In the press room backstage, Arquette explained: “And it’s time for all the women in America and all the men that love women, and all the gay people, and all the people of color that we’ve all fought for to fight for us now.” Though the sentiment was certainly there, perhaps her message was, in some people’s eyes, skewed through her choice of words. Amanda Marcotte, writing for Slate, utterly condemmed her speech saying that it was not all that helpful for the cause of equal pay and feminism. But just because Arquette may be speaking from a point of privilege or success, does not mean that she should not use that position of power to better the lives of countless others, who might not be so lucky, right? Is it really fair to describe her as a privileged white woman trying to become more privileged? It seems Arquette is keen to do more than simply ‘wade into feminism’ just because she’s got a platform on which her voice will be heard. Surely, it’s better than staying quiet, no?

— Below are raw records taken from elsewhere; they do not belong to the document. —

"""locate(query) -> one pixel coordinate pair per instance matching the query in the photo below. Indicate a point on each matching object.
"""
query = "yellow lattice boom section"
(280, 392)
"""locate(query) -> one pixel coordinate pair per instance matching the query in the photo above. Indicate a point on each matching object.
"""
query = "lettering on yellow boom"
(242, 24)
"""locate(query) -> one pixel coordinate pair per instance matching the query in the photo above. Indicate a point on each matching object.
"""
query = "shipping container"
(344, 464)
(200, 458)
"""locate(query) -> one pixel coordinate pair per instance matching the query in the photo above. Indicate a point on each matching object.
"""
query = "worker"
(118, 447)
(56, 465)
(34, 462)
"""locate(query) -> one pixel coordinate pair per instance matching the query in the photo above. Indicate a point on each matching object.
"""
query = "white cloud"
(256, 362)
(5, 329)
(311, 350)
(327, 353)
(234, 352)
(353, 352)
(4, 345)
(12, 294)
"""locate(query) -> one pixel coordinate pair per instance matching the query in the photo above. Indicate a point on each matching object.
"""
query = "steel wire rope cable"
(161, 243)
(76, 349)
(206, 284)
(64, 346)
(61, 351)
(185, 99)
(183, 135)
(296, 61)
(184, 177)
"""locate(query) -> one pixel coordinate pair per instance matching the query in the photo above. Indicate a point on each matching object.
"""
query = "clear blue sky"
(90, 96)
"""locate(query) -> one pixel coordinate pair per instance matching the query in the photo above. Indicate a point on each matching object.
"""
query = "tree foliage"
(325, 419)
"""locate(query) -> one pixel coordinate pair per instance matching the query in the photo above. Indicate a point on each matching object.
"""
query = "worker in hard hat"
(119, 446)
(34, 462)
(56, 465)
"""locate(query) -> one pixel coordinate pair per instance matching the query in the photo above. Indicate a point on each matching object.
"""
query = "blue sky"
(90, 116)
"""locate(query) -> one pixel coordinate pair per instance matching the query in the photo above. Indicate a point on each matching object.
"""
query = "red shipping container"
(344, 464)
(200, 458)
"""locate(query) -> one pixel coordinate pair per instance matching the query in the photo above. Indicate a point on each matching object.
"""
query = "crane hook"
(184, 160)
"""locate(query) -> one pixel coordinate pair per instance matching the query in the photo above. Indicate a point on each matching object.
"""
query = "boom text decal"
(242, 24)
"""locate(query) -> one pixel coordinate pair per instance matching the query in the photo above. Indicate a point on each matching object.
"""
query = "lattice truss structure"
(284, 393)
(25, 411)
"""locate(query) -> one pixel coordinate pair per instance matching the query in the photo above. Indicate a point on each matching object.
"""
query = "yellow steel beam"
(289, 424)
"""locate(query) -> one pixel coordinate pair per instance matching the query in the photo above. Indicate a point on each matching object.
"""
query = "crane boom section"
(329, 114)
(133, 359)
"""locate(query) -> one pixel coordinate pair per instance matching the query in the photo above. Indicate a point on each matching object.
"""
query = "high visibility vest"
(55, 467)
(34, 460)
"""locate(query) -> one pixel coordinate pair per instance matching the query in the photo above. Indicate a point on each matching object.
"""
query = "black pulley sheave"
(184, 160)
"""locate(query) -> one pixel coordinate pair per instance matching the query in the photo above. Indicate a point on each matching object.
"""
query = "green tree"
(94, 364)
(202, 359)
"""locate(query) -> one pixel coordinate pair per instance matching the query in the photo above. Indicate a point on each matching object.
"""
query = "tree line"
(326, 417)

Yesterday then saw the exciting and timely launch of UN Women’s Planet 50-50 by 20-30 initiative, which, as you can probably guess, is aiming for complete and total gender equality within the next 15 years.
There were many amazing women on hand to offer their words of wisdom, among which Hillary Clinton was included. Patricia Arquette was also invited to speak and took the opportunity to clarify some of the points she made at the Oscars. Read an edit of her speech below, via The Cut.
People have asked me why I’m doing this, and it’s true, today I’m blessed, having some material success, for which I’m extremely grateful. But I have other truths, too. If I were to tell you as a child, there were times where I lived below the poverty line, literally not having shoes to wear that fit me, that would also be true. If I told you that I was a single mother at 20, and lived with my baby in a converted garage, and that I would worry about my baby’s nutrition while nursing, because I could only afford to eat macaroni and cheese mixed with water for a week so I could afford diapers, that would also be true.
So let’s be honest: We have in place fair-pay laws that are not ensuring fair pay to women.
The effect of the gender gap is most oppressive for women of color. In the United States, Latina women working full-time are taking home 56 cents to every dollar earned by her male, white co-workers. In California, which is the seventh-largest economy in the whole world, that number dropped last year to 44 cents on the dollar. African-American women earn just 64 cents. White American women may now average 78 cents on the dollar.
Countless lesbian women and women in the transgender community also suffer wage penalties that hurt them and their families. And the women in our transgender community are suffering even more; most are not even able to get a job.
Arquette wrapped up her speech by saying: “This is about supporting families, and getting women what they have already earned for their own hard work… Hold your lawmakers accountable … We are a movement, and we are making changes for our daughters. We matter.”
We think that deserves to be repeated: ‘We matter’.